24 Oct 2016, 49 mins ago

Last week, EU interior ministers pushed through plans to relocate 120,000 refugees across the continent. The decision was made by a majority vote, instead of a unanimous one. This unusual move, which some have labeled as divisive, is rarely taken when voting on such sensitive issues, and is usually reserved for more technical matters.

There was a great deal of pressure on Ministers to reach a deal that could be ratified by EU leaders, but the decision to accept a majority vote has angered some Eastern Bloc countries, who fiercely oppose the mandatory quotas, and risks severely increasing tensions throughout Europe.

Hungary, Slovakia, Romania and Czech Republic voted against the proposal, whilst Finland abstained from voting. Hungary has openly questioned the feasibility of the plans, calling such quotas an invitation to economic migrants, and has therefore refused to take part in the scheme. This rhetoric was echoed by a defiant Slovakian Prime Minister, stating that as long as he is in power, “…mandatory quotas will not be implemented on Slovak territory”.

One reporter from Al Jazeera has claimed that “…opposition from the countries voting “no” has less to do with the numbers of refugees involved and more to do with the feeling that they are being bullied by Germany and Brussels”.

Several rows have erupted over the last few weeks regarding the right of the European Commission to tell national capitals how many asylum seekers they are obliged to take.

It was determined necessary to hold the vote as a matter of urgency, in the wake of an increasing number of country’s beginning to close their boarders to prevent refugees from Syria and Afghanistan, amongst other places, from entering the territory.
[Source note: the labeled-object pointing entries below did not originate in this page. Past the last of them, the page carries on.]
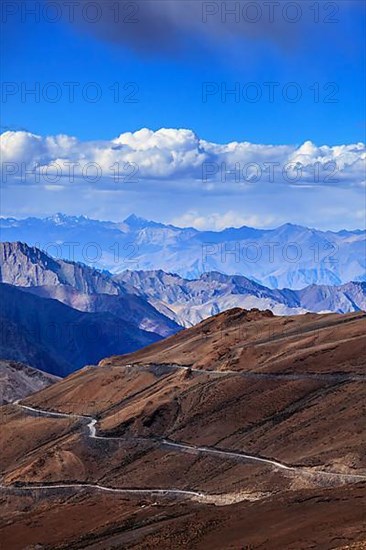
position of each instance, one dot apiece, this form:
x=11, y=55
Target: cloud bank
x=168, y=26
x=175, y=158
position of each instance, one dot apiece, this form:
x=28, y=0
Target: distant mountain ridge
x=55, y=338
x=290, y=256
x=78, y=286
x=190, y=301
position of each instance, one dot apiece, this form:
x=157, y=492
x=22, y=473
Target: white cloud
x=174, y=156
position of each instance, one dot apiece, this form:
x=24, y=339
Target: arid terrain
x=246, y=431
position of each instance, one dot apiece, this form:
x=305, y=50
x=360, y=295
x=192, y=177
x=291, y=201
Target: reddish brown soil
x=317, y=423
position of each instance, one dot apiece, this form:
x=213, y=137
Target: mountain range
x=58, y=316
x=289, y=256
x=189, y=301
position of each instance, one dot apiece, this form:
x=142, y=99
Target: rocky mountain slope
x=162, y=302
x=244, y=429
x=58, y=339
x=79, y=287
x=289, y=256
x=18, y=381
x=190, y=301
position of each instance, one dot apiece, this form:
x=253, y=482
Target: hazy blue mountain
x=189, y=301
x=79, y=286
x=58, y=339
x=289, y=256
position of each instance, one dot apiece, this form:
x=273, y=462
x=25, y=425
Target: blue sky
x=170, y=85
x=164, y=58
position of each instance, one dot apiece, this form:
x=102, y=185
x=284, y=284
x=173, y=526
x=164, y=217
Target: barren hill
x=245, y=430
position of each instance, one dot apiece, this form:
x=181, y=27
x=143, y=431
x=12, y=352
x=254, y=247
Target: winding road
x=92, y=433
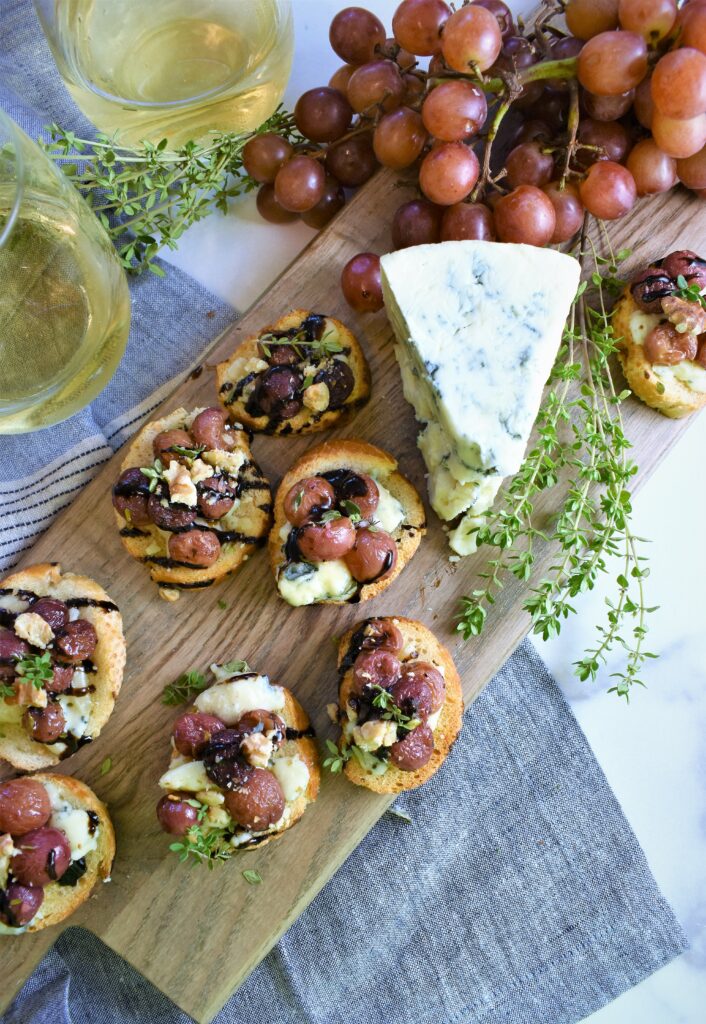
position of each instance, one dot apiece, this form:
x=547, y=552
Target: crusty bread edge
x=448, y=726
x=46, y=579
x=669, y=396
x=139, y=453
x=60, y=901
x=302, y=422
x=364, y=458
States such as Germany, Italy, Denmark, Hungary, Austria and Slovenia have been forced to reinstate border controls following the arrival of hundreds of thousands of Refugees over recent months.
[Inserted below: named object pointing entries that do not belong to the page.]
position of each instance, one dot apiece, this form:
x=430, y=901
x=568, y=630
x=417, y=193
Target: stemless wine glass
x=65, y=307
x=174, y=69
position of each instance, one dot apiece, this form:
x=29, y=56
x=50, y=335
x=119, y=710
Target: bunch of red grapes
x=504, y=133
Hungary has also attempted to close its borders with Serbia, Croatia and Romania, as well as awarding new powers to its army and police in a bid to keep refugees out, after warnings from Prime Minister Viktor Orban that Europe had become “overrun”.

The legislation now allows the army to use rubber bullets; tear gas and nets against migrants, and the police are able to enter private homes to carry out searches for refugees who entered the country illegally.

There have also been a number of reports accusing Macedonian police of inflicting violence upon refugees attempting to cross the country from Greece.

The result of the scheme will see a total of 66,000 people – excluding the 40,000 who were approved for relocation in July – involuntarily moved from Greece and Italy to various other European countries by national police.

There will also be an additional 54,000 refugees relocated next year who were initially allocated to Hungary. However, claiming participation in the scheme would likely result in the State being transformed into a de facto refugee camp, they declined to take part, instead arguing that it would be far more effective for the EU to improve monitoring external boarders to better manage the arrival of migrants. Other States including Poland and Croatia have taken a similar stance on the subject.

Britain is not taking part in the scheme under an opt-out, similar to that of the Irish Republic and Denmark, but has agreed to take 20,000 migrants directly from camps in Turkey and North Africa by 2020; and has reportedly offered a sum of £1 billion in aid to deal with the Syrian crisis, according to the BBC.

The Home Secretary, Theresa May, attended the summit last week. She stated: “We need to resolve this issue today so that we can actually get on with the job of dealing with the wider measures that Europe needs to take to deal with the migrant crisis”.

This statement strongly reflects opinions in Britain that too much time has been wasted in EU leaders arguing over quotas, which experts say will inevitably fail, whilst EU borders are on the brink of collapse.

It is feared that if such mass migration continues, the existence of the European Union could be at risk, and that the Schengen system will be completely destroyed.

The Minister of Luxembourg, Jean Asselborn has stated that any objecting member states are still expected to accept the relocation scheme, as it is a strict requirement under EU law. The European Commission has reportedly stated that EU states refusing to abide by the program and accept allocated refugees will be subject to a financial penalty of 0.002% of GDP.

Germany is greatly supportive of the scheme, with Chancellor Angela Merkel calling mandatory quotas “a first step” in tackling the inflow of refugees to Europe. However, the United Nations Refugee Agency does not share this confidence, and is instead concerned that introducing quotas is shortsighted and simply not enough. Spokeswoman Melissa Fleming told the BBC “A relocation program alone will not be enough to stabilise the situation… The number of those needing to be relocated will probably need to be revised upwards significantly”.

Approximately 500,000 refugees have transitioned into Europe by sea to date. Greece is currently struggling with 50,400 refugees, and 4,000 more arriving every day, whilst Italy has approximately 15,600 at this point. Germany itself has seen 38% of the total number of EU refugees – around 80,935 – enter the country to claim asylum. Other states have seen significantly lower numbers, such as Portugal and Romania, with figures of 250 and 375 respectively.